At the beginning of the project, an attempt was made to use "gödel" as the canonical name for everything (including files and settings on-disk). Unfortunately, this was complicated by the fact that HFS+ (which is the default file system used by most MacOS systems) normalizes all Unicode names using Normalization Form D (NFD).

Quick background: Unicode has a notion of precomposed or decomposed characters. Unicode supports representing the ö character in two different ways: a precomposed form (ö, U+00F6) and a decomposed form ('o' + '¨', U+006F + U+0308). Unicode does define a notion of equivalence, and Unicode equivalence recognizes these two forms as equivalent. However, by default, most calls compare strings strictly as byte sequences, in which case ö and are distinct.

Most file systems write file names exactly as they are provided. However, this is not the case for HFS+: HFS+ explicitly normalizes all file names using Normalization Form D, which performs "canonical decomposition" on all inputs.

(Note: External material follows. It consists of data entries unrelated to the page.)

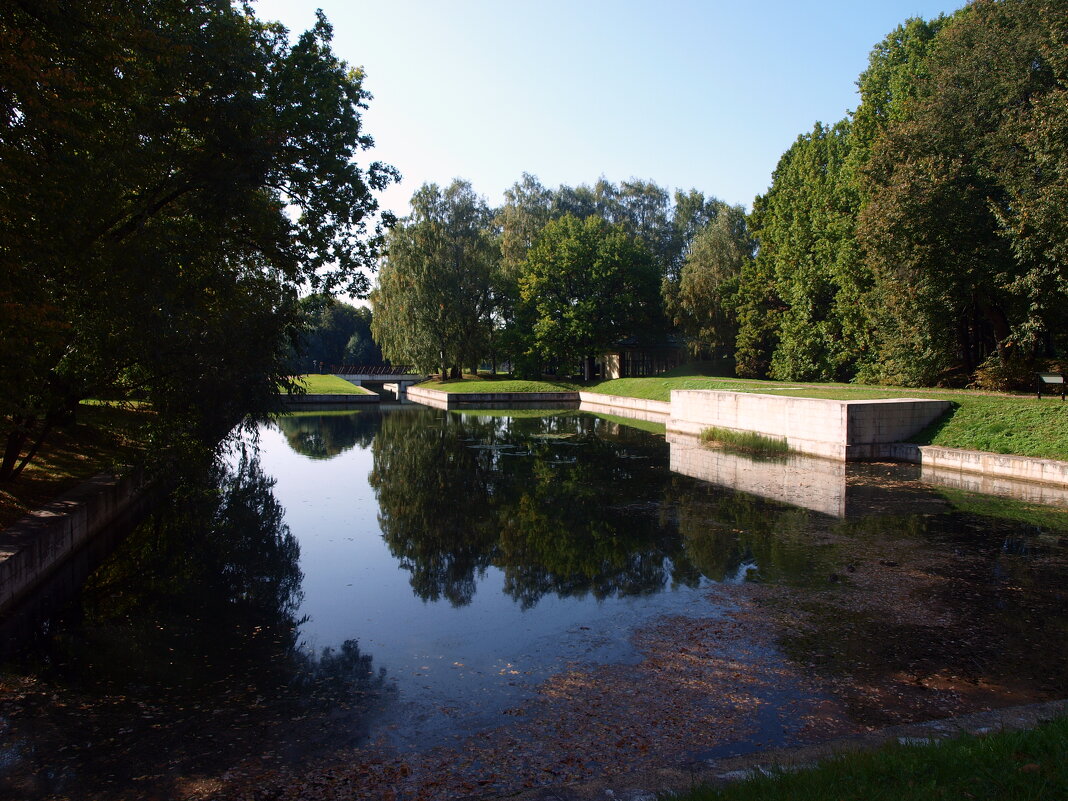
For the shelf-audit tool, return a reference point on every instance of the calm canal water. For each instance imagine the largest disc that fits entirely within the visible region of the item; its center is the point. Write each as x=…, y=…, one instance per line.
x=399, y=581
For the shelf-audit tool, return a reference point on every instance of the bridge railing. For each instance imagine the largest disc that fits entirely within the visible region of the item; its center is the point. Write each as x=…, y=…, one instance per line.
x=370, y=370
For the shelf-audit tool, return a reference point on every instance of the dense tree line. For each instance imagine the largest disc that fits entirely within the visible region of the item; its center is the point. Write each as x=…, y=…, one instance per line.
x=172, y=175
x=551, y=279
x=920, y=240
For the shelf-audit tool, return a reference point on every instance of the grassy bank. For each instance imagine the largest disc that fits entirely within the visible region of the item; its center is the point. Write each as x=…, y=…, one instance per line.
x=1007, y=766
x=319, y=385
x=979, y=421
x=101, y=439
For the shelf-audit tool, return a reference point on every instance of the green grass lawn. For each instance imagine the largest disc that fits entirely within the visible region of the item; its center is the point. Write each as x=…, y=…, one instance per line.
x=1007, y=766
x=498, y=385
x=318, y=385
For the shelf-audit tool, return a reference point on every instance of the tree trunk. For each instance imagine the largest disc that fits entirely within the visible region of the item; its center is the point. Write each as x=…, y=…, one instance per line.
x=12, y=449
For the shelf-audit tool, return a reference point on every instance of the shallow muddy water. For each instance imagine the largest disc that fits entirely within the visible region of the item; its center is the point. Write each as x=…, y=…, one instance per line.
x=433, y=603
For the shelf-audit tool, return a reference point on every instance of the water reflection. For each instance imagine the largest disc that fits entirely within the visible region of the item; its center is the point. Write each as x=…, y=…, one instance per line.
x=326, y=435
x=181, y=656
x=567, y=505
x=507, y=553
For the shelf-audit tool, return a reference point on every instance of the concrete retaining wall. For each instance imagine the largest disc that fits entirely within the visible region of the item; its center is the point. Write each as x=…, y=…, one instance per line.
x=800, y=481
x=637, y=408
x=38, y=544
x=440, y=399
x=836, y=429
x=370, y=397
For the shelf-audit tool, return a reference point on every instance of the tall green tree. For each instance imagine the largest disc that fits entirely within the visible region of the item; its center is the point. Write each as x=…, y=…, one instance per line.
x=148, y=155
x=704, y=305
x=433, y=307
x=586, y=284
x=334, y=332
x=809, y=310
x=961, y=229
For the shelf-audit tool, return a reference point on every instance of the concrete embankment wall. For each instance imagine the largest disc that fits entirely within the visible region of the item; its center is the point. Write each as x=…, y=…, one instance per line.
x=800, y=481
x=40, y=543
x=440, y=399
x=941, y=464
x=843, y=430
x=836, y=429
x=368, y=397
x=635, y=408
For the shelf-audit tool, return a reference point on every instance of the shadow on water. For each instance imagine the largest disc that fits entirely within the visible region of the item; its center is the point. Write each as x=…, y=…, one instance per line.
x=326, y=435
x=889, y=598
x=559, y=504
x=178, y=658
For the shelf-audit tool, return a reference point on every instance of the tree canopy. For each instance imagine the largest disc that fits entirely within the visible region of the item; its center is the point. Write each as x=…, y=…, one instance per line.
x=434, y=301
x=172, y=175
x=585, y=284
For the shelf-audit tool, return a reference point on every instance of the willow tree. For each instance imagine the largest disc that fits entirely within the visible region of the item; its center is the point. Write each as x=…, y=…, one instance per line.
x=705, y=302
x=433, y=307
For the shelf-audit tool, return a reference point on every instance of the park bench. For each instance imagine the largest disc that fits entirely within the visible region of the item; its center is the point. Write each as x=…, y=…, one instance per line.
x=1055, y=381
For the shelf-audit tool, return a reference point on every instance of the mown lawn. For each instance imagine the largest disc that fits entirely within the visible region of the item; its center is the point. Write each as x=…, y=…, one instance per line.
x=319, y=385
x=103, y=438
x=996, y=423
x=1006, y=766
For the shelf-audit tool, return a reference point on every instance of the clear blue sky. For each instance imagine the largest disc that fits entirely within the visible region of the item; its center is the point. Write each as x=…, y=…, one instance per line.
x=685, y=93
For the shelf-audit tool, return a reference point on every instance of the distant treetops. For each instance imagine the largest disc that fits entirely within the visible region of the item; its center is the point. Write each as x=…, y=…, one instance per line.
x=921, y=240
x=173, y=175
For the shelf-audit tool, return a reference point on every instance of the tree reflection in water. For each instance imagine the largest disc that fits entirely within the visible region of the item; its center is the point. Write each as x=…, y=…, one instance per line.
x=324, y=435
x=181, y=656
x=566, y=504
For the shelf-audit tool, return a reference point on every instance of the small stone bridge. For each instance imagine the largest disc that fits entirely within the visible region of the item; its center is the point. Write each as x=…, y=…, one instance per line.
x=362, y=375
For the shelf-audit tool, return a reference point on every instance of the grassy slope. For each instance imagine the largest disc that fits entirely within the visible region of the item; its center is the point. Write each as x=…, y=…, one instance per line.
x=100, y=440
x=1010, y=766
x=1012, y=424
x=331, y=386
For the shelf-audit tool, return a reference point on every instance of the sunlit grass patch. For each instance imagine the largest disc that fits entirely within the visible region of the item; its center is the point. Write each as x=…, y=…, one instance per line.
x=498, y=385
x=748, y=442
x=326, y=385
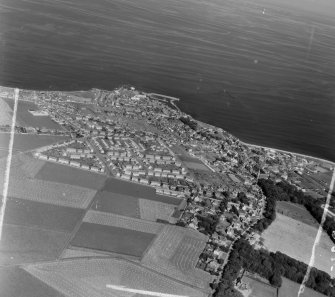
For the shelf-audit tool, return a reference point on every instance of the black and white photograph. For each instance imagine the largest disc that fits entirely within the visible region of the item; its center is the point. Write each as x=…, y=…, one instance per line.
x=167, y=148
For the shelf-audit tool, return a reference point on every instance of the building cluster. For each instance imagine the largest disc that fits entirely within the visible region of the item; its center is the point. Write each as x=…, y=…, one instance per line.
x=76, y=153
x=145, y=139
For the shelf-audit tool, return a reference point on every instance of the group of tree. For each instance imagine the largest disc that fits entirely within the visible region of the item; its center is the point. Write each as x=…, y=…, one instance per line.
x=208, y=223
x=284, y=191
x=242, y=198
x=271, y=266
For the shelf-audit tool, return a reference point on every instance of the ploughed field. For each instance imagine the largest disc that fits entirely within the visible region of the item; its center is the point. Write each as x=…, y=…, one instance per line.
x=64, y=216
x=26, y=119
x=26, y=142
x=293, y=233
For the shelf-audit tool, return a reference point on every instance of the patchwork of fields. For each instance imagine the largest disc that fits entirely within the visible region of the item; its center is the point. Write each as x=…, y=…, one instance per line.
x=25, y=118
x=62, y=214
x=256, y=288
x=90, y=277
x=112, y=239
x=16, y=282
x=175, y=252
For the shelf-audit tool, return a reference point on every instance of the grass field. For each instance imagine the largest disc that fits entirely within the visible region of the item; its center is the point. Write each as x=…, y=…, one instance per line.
x=25, y=118
x=5, y=113
x=296, y=212
x=112, y=239
x=20, y=244
x=175, y=252
x=153, y=210
x=47, y=192
x=27, y=142
x=296, y=240
x=41, y=215
x=89, y=277
x=113, y=220
x=68, y=175
x=291, y=289
x=256, y=288
x=114, y=185
x=16, y=282
x=22, y=165
x=78, y=253
x=117, y=203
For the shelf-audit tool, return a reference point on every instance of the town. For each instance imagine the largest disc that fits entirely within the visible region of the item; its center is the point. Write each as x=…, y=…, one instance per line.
x=145, y=139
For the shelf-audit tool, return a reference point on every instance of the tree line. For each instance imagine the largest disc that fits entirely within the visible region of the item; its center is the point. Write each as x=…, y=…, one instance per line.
x=273, y=266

Thus, when a file named ö (U+00F6) is written to disk, HFS+ translates it into (U+006F + U+0308). The system-level calls handles translation, so a request to open ö is translated into a request for . However, from a data perspective, this means that reads and writes can be asymmetric: requests for files with precomposed Unicode characters will return names that contain decomposed characters.

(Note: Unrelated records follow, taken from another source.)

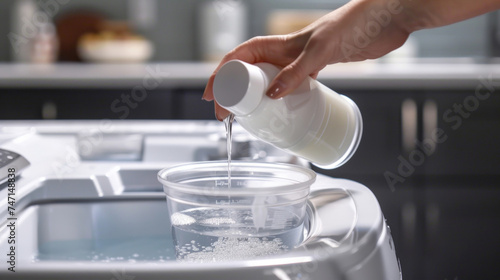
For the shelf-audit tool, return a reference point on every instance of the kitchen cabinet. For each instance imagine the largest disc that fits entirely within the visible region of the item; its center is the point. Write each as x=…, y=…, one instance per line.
x=442, y=202
x=69, y=103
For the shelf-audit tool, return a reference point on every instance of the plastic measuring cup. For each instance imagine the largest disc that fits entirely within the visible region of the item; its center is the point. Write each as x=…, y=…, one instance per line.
x=261, y=213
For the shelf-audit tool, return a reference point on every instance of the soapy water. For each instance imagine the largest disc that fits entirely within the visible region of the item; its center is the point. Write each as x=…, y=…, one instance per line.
x=225, y=234
x=157, y=249
x=207, y=235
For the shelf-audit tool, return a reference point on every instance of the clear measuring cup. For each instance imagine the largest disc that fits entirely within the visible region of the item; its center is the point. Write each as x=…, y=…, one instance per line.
x=261, y=213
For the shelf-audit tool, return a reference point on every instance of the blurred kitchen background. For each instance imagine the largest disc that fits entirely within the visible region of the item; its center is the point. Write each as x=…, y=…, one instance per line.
x=176, y=29
x=150, y=59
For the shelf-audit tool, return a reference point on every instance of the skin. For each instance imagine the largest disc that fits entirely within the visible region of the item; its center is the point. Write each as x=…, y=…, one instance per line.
x=338, y=37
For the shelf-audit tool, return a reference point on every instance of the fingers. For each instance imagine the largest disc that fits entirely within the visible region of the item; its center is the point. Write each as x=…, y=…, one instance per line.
x=258, y=49
x=308, y=63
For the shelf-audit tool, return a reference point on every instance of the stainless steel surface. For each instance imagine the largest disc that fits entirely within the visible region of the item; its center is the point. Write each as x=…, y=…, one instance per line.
x=98, y=219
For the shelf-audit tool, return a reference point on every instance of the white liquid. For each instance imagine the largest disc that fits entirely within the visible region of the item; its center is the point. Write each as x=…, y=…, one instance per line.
x=228, y=123
x=313, y=123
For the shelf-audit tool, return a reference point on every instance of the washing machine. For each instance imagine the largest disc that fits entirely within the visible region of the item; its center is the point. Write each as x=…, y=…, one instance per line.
x=89, y=206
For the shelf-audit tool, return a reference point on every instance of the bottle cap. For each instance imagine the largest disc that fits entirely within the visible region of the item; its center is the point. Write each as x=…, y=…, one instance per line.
x=239, y=87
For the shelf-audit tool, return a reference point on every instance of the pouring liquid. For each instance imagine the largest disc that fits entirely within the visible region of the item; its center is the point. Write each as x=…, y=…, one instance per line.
x=228, y=123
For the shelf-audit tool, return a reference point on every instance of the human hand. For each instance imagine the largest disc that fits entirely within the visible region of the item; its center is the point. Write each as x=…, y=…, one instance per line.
x=333, y=38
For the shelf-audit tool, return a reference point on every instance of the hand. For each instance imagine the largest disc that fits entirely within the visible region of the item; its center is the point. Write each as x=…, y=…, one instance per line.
x=307, y=51
x=359, y=30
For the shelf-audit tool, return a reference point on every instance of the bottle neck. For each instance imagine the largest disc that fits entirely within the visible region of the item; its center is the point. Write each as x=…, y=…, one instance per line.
x=239, y=87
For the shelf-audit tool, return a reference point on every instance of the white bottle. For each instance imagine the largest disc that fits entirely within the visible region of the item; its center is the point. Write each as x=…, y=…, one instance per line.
x=312, y=122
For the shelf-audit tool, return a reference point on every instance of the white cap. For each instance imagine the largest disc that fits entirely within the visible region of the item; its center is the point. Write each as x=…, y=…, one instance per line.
x=239, y=87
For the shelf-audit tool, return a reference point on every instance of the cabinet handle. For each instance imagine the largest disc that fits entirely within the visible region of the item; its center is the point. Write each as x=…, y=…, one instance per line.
x=430, y=120
x=409, y=119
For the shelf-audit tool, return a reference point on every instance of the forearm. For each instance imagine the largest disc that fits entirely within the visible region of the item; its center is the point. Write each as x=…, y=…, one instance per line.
x=423, y=14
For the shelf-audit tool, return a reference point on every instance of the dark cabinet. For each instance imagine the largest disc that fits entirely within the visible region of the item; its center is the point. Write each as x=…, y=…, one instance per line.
x=432, y=158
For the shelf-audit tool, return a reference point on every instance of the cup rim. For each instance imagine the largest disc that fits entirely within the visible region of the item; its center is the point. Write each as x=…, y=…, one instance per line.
x=236, y=164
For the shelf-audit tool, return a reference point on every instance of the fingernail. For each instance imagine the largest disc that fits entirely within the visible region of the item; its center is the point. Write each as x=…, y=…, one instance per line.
x=203, y=97
x=218, y=117
x=276, y=89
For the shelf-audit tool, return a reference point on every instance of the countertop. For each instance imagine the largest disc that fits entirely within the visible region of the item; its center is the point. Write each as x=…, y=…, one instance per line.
x=417, y=74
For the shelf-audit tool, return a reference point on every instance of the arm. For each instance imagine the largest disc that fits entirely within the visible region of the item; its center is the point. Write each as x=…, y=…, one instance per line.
x=359, y=30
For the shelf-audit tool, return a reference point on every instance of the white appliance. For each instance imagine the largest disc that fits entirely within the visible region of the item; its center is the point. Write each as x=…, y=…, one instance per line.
x=84, y=211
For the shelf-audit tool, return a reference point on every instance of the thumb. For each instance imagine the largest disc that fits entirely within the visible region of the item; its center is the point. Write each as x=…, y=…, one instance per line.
x=290, y=77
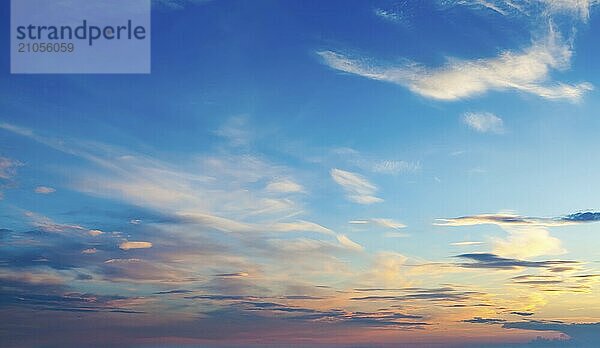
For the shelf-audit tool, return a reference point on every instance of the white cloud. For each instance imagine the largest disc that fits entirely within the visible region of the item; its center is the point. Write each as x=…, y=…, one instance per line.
x=527, y=236
x=135, y=245
x=484, y=122
x=348, y=243
x=8, y=168
x=358, y=189
x=525, y=242
x=525, y=71
x=284, y=186
x=388, y=223
x=44, y=190
x=395, y=167
x=466, y=243
x=95, y=233
x=579, y=9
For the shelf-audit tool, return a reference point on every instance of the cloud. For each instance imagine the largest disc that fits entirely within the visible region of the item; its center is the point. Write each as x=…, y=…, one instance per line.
x=484, y=122
x=580, y=334
x=466, y=243
x=528, y=242
x=545, y=9
x=502, y=219
x=480, y=320
x=8, y=168
x=388, y=223
x=135, y=245
x=347, y=243
x=89, y=251
x=284, y=186
x=382, y=222
x=526, y=71
x=528, y=236
x=488, y=260
x=358, y=189
x=44, y=190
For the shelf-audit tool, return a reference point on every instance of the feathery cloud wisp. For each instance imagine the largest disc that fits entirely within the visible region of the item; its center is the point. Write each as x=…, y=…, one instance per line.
x=358, y=189
x=526, y=71
x=484, y=122
x=135, y=245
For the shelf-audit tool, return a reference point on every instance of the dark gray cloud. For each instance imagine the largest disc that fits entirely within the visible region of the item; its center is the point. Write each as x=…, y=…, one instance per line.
x=510, y=219
x=581, y=334
x=582, y=217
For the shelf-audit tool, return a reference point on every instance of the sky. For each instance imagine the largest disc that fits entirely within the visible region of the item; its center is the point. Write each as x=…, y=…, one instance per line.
x=311, y=174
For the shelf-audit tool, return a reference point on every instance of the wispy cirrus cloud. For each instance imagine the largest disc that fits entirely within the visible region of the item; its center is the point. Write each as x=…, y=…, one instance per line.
x=358, y=188
x=493, y=261
x=134, y=245
x=528, y=236
x=44, y=190
x=483, y=122
x=525, y=71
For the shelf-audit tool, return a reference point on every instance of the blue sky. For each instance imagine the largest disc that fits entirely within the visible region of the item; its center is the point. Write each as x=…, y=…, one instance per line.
x=311, y=173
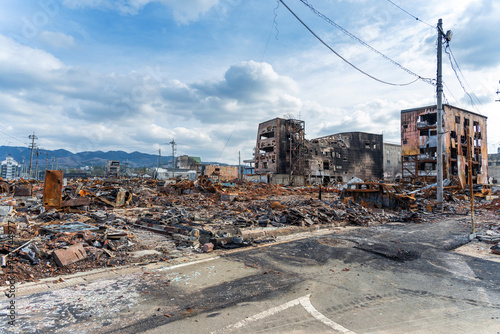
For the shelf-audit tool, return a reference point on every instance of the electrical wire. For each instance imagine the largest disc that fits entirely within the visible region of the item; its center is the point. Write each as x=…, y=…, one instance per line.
x=449, y=91
x=250, y=91
x=460, y=71
x=458, y=77
x=345, y=60
x=416, y=18
x=5, y=133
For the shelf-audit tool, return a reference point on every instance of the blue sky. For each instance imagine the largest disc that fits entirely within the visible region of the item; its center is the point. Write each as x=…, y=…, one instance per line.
x=133, y=74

This poses problems when trying to be interoperable with other systems that do not have this restriction. For example, in most file systems it is perfectly legal to have one file named ö and another named . However, this is simply not possible to represent in HFS+. This is similar to the case insensitivity restriction -- by default, the HFS+ file system is case-insensitive, meaning that it is not possible to have files in a directory that differ only based on the case of the characters in the names (however, it is possible to format an HFS+ volume to be case-sensitive, which is recommended for most developers). These are known quirks of HFS+ that cause numerous headaches (some of which are enumerated in an oft-cited rant by Linus Torvalds). Luckily, it appears that this issue has been fixed correctly in the Apple File System (APFS).

Initially, an attempt was made to normalize the names in gödel code to deal with this. In Go, this can be done by importing the golang.org/x/text/unicode/norm package and using norm.NFC.String to convert Unicode strings into NFC-normalized format. This would ensure that any instances of go¨del would be converted to gödel.

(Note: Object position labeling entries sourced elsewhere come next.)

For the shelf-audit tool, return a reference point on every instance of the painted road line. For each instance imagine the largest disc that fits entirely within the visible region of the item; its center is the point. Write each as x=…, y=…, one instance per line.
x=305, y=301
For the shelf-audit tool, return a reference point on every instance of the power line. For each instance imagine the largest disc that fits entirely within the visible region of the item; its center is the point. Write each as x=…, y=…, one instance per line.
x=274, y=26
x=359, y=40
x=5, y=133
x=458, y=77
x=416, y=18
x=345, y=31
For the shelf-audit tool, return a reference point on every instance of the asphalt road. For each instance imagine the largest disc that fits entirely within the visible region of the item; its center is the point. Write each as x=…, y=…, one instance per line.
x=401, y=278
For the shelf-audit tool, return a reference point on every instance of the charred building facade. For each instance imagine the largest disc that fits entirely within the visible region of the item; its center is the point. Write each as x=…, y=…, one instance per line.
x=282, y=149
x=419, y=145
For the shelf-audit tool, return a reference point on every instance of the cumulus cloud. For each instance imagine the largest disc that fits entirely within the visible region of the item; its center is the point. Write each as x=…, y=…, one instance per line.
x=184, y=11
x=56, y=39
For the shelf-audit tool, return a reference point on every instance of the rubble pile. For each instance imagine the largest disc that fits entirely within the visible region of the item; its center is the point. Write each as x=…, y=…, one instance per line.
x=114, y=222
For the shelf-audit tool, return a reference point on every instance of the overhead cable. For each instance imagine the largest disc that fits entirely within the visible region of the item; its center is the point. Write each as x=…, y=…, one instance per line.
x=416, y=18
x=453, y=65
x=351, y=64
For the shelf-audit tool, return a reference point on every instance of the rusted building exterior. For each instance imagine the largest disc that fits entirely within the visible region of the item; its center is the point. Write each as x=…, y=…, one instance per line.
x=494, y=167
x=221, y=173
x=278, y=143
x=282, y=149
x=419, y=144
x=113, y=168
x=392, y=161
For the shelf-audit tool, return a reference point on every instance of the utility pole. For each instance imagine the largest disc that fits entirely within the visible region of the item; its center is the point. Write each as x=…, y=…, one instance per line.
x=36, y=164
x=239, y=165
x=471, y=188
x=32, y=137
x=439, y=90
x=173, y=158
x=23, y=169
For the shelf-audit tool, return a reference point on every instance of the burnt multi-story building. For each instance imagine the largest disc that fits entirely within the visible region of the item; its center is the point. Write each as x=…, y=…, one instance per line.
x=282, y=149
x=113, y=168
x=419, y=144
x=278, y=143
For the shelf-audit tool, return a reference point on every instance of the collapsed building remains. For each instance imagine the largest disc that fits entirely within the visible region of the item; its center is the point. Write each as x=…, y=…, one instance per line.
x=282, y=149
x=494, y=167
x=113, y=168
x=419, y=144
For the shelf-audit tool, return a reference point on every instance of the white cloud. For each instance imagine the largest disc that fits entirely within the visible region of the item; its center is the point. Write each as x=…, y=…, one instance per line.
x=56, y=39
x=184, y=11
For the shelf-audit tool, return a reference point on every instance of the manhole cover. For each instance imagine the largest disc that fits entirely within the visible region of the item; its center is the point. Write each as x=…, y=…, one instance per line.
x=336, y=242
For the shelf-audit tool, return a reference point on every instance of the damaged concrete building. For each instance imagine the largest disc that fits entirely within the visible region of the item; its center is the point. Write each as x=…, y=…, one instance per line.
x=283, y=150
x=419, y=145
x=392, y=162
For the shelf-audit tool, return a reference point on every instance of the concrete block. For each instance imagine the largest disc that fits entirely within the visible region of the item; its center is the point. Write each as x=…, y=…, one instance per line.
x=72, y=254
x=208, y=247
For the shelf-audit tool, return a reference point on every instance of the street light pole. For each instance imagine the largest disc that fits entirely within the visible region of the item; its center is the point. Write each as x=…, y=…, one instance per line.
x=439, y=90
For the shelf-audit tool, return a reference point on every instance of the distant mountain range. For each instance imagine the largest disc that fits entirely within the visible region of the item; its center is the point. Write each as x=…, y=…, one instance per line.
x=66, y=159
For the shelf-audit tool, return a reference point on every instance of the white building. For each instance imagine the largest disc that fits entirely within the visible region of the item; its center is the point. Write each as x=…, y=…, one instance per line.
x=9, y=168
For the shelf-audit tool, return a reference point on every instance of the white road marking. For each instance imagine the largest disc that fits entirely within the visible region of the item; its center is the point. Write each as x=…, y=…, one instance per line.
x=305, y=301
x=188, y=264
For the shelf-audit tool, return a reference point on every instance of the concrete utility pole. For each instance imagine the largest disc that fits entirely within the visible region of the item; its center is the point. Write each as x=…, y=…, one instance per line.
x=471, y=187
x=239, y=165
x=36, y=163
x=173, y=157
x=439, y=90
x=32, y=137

In Bash scripts, the following function was used to return go¨del on Darwin systems and gödel on all other systems:

normalize() {
    if [[ "$OSTYPE" == "darwin"* ]]; then
        # HFS file systems use deconstructed UTF-8
        echo $(iconv -t UTF8-MAC <<<$1)
    else
        echo $1
    fi
}

Although these work-arounds functioned correctly, in writing them it was clear that this approach would not be sustainable. It isn't realistic to require all gödel users to know about Unicode normalization and deal with it in their own tooling, and there seemed to be glitches in every new external system that had to interact with these characters (for example, URL-encoding of the characters was also handled differently by different systems when uploading artifacts that contained the name).